Differentiation and treatment of condyloma acuminatum and several related conditions

  The actual fact that some doctors only pay attention to the genital area of the genital area of the skin damage, but ignore the other diseases can also lead to the same symptoms, the result is blindly and recklessly is not acutely warts misdiagnosed as acutely warts, or some informal medical departments or wandering doctors in order to economic interests and deliberately to the general skin disease diagnosis acutely warts, to patients cause unnecessary pain and mental stress, but also may The following are some of the related conditions that need to be distinguished from condyloma acuminata.
  1, pseudo warts
   The appearance may be due to physiological variation or vaginal Candida albicans resulting in increased leucorrhoea stimulation.

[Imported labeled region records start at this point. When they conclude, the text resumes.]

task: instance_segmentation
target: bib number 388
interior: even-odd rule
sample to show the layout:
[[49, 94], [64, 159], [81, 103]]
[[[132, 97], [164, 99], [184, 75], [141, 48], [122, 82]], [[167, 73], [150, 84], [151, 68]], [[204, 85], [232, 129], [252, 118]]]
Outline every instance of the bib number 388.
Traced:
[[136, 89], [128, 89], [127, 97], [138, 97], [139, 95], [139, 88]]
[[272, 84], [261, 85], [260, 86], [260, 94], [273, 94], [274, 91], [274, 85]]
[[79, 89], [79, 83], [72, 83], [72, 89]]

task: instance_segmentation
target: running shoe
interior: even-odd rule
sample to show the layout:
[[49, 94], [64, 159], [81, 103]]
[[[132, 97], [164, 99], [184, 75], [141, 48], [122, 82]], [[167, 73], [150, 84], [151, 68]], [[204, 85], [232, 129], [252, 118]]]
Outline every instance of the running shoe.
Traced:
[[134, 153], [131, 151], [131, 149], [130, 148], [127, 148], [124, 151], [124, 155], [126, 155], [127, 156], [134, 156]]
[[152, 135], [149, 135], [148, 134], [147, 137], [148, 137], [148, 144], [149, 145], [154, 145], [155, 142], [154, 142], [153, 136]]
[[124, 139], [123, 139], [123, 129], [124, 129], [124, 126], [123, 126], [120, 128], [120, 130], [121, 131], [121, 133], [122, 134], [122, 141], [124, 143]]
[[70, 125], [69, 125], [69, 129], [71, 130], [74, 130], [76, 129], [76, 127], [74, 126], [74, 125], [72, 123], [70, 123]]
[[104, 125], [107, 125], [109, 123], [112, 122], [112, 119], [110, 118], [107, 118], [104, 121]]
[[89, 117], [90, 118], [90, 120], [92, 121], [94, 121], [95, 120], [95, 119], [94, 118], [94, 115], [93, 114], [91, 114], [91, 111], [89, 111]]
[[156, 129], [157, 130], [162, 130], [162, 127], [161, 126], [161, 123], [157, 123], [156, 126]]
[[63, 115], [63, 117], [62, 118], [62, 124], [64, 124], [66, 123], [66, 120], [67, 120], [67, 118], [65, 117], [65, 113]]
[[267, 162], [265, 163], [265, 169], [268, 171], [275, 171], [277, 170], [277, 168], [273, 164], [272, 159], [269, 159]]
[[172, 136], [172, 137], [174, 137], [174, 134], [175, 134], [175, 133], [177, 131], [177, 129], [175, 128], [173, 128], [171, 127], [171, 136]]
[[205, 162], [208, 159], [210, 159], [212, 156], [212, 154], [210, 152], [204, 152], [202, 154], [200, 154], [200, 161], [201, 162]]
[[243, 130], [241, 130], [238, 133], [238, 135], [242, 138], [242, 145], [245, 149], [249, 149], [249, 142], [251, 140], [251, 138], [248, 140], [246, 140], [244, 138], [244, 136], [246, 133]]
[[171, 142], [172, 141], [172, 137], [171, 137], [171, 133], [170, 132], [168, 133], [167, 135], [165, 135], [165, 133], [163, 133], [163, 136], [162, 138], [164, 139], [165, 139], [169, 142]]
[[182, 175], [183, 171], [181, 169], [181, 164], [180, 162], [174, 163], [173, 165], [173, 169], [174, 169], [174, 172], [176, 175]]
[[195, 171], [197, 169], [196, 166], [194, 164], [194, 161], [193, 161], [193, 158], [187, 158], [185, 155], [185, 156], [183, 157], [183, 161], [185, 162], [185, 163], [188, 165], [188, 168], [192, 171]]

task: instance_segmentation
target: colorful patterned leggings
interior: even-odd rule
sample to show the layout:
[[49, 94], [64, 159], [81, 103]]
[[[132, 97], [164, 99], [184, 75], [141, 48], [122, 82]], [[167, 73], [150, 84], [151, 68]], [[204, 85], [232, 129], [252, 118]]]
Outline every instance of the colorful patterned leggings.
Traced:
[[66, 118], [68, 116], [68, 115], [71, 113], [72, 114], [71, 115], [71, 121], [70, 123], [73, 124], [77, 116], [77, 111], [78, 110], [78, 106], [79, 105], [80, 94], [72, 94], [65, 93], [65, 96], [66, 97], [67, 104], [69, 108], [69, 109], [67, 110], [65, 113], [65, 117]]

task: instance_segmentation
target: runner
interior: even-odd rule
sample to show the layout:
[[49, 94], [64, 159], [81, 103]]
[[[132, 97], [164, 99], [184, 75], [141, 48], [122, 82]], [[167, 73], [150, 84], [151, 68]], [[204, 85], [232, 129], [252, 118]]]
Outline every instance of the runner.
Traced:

  2.Pearl-like papules of the penis
  The coronal groove of the penis along the edge of the glans, 1-3mm diameter white, skin color or light red pearl-like papules, smooth surface, do not fuse with each other, a row or several rows arranged, long time change is not significant, no conscious symptoms, no history of unclean sexual intercourse, white acetate test is not white. It can last for decades without change.
  3.Sebaceous gland ectopic disease
  It occurs on the glans penis, mucous membrane of the labia and oral cavity, and is a yellow pinpoint and millet-sized papule, with no obvious accumulation of skin above the skin surface and no discomfort. It can last for several years without change.
  4, Bowen-like papulosis
  The damage is located on the glans and penile shaft in men, and on the perianal and labial areas in women. It is a multiple small reddish-brown papule, 2-10 mm in diameter, which can fuse to form a plaque, mostly seen in sexually active people under the age of 40. Syphilis serologic tests and syphilis spirochetes are negative, and pathologic examination helps to differentiate. It is mainly caused by human papillomavirus high-risk type 16 and 18 (HPV16 and 18) infection.
  5.Angiokeratoma
  The scrotum of middle-aged males is mostly seen as a purplish-red pinhead to soybean-sized papule with a mildly keratinized surface and a negative white acetate test.
  6, flat warts
  It is often found in the perineum and vulva, and is characterized by hypertrophic plaques with a flat and eroded surface, and may have dense particles in the form of papillae or cauliflower, with a broad base.
  7, infectious molluscum contagiosum
  
  8, hair follicle inflammation
  The main bacterial infection caused by the hair in many places, such as the male mons pubis, scrotum, female mons pubis, the outer labia and perineum and around the anus, for follicular inflammatory papules, self-conscious slightly itchy and slightly painful, a few days after the self-resolution and healing, without scarring. Sometimes there are pus spots on the top of the papules, surrounded by redness and swelling, and hard nodes can be palpated at the base, which are painful and can exist singly or occur simultaneously.
  9.Papular syphilis rash
  The papules are round, slightly elevated, red to dark red, 2-5mm in diameter or larger, infiltrated to the touch, and mostly without conscious symptoms. Circumscribed syphilis rash is common on the pubic area, especially on the penile shaft and scrotum. The rash is circumscribed, bow-shaped or gyrate, with a scaly surface and mildly elevated edges, consisting of tiny flat papules, and is positive for syphilis seropositivity.
  10.Seborrheic keratosis
  This disease is mostly seen in middle-aged and elderly people, mainly manifested as oval or irregular patch-like micro-rises or papilloma-like projections on the vulva, the surface is covered with oily pale white scabs or dry and rough, with clear boundaries with normal tissue, without conscious symptoms.
  11.Warty xanthoma
  Prevalent in the oral cavity, female genitalia, penis, scrotum, yellowish warts-like damage.
  12.Genital squamous cell carcinoma
  Most commonly seen in people over 40 years old, often appearing on the basis of the original chronic skin lesions. Damage infiltration is obvious, hard and often forms ulcers. No history of impure sexual intercourse, histopathological examination can be identified.